3.为成就理想人格,死亡成为精神升华的过程

忽略生命的原初意义是中国传统生死观的缺陷。在中国人的文化中,为正义事业的献身被看成是牺牲者人格升华的过程,它使精神永存,正所谓“死得其所、重于泰山”。这种生死态度,将对生命价值的追求扩展到人生最后时刻,追求“生”的伟大,“死”的光荣,与西方追求生死质量有共同之处。但是中国人的这种生死态度,忽略了生命的原初意义,忽略了对生命本身的感受,忽略了对有关死亡诸多细节的体验,如亲人、朋友亡故后的精神重负、自杀、死亡焦虑与恐惧等,从而简化了死亡问题,遮蔽了死亡的复杂性和多样性。当人们面对这些问题时,缺乏解决这些问题的背景性知识而不知所措,易产生恐惧、焦虑与绝望心理。

三、中西方生死观比较的教育启示

由于传统文化回避死亡问题,生死教育还是我国教育的一个盲区。然而近来,频频发生的校园自杀事件或其它自毁行为暴露出我国广大青少年学生并未真正地理解生与死,生死教育也宜尽早进行,这是我们从中西方文化中生死观的比较及西方相关教育实践的考察中得到的重要启示。

中西方文化下的生死观既有共同因素,也有明显差异。首先我们注意到中西方文化中生死观的共同性主要表现在三个方面:(1)都重视今世的价值与幸福。不管是西方文化中的生死观,还是中国文化中的生死观,都以生为主,生是人存在的形式,也是人生的意义所在。
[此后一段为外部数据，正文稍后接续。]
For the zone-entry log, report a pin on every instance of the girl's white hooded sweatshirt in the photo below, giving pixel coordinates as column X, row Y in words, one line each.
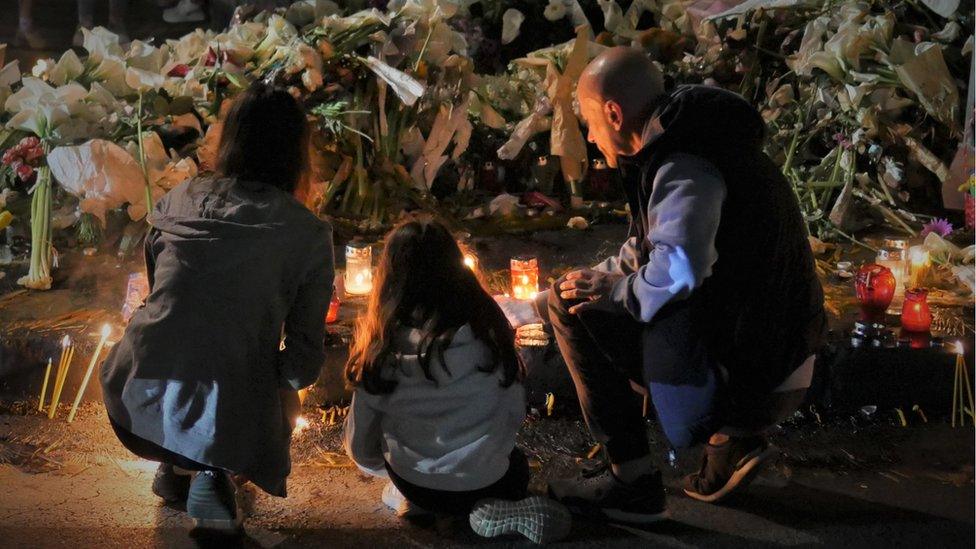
column 454, row 433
对于死,则因为它的必然性,回避或是坦然面对,都表明了一种对死的无奈,而且正因为有死,才更应珍惜今世的生。所以,生死教育虽然以死亡为切入点,但是其目的在于对生的热爱,彰显生命的意义。(2)都强调生死中的精神永存。人是有共同属性的,所以不管是西方人,还是中国人,必然具有普遍的价值成分,这些共同的价值成分融入文化传统之中,使东西方文化包含着共同的精神追求,比如为真理而不惜牺牲的精神、宁愿有尊严地赴死也不愿苟且偷生的精神、为人类普遍价值而死的精神等。在人类文明史上有许许多多为东西方文化都极力宣扬的英雄楷模,他们的精神永存。可以说,生死教育的目的,一方面是为了引导学生珍惜肉体生命,另一方面还要促进学生的精神成长,获得精神超越,这一点尤为重要。(3)都怀着虔诚对待亡灵超度。人生各异,人死各异,然而东西方文化对于死者的那种怀念和宽容却是相似和永恒的,也许这是源自生物链条间、个体间原始的依恋情结,东西方人都会在人死后怀着同样的虔诚超度亡灵,并对此寄托无限期望:希望贫穷者死后富有,希望罪恶者死后得到宽恕,希望辛劳者死后得到安歇,希望领袖者依然成为天国中的统领者。这种对死者的尊敬也许还潜藏着一种对自身生后的那种茫然和渴望,反映出他们不管受到一种什么样的文化影响,对于人生的彼岸都是怀着许多困惑和寄予厚望的。正因为如此,生死教育就要解除学生的生死困惑,建立科学的生死观。基于这样一些共同的因素,东西方文化背景下的生死教育必然具有某些共同的价值目标和可互相借鉴的途径。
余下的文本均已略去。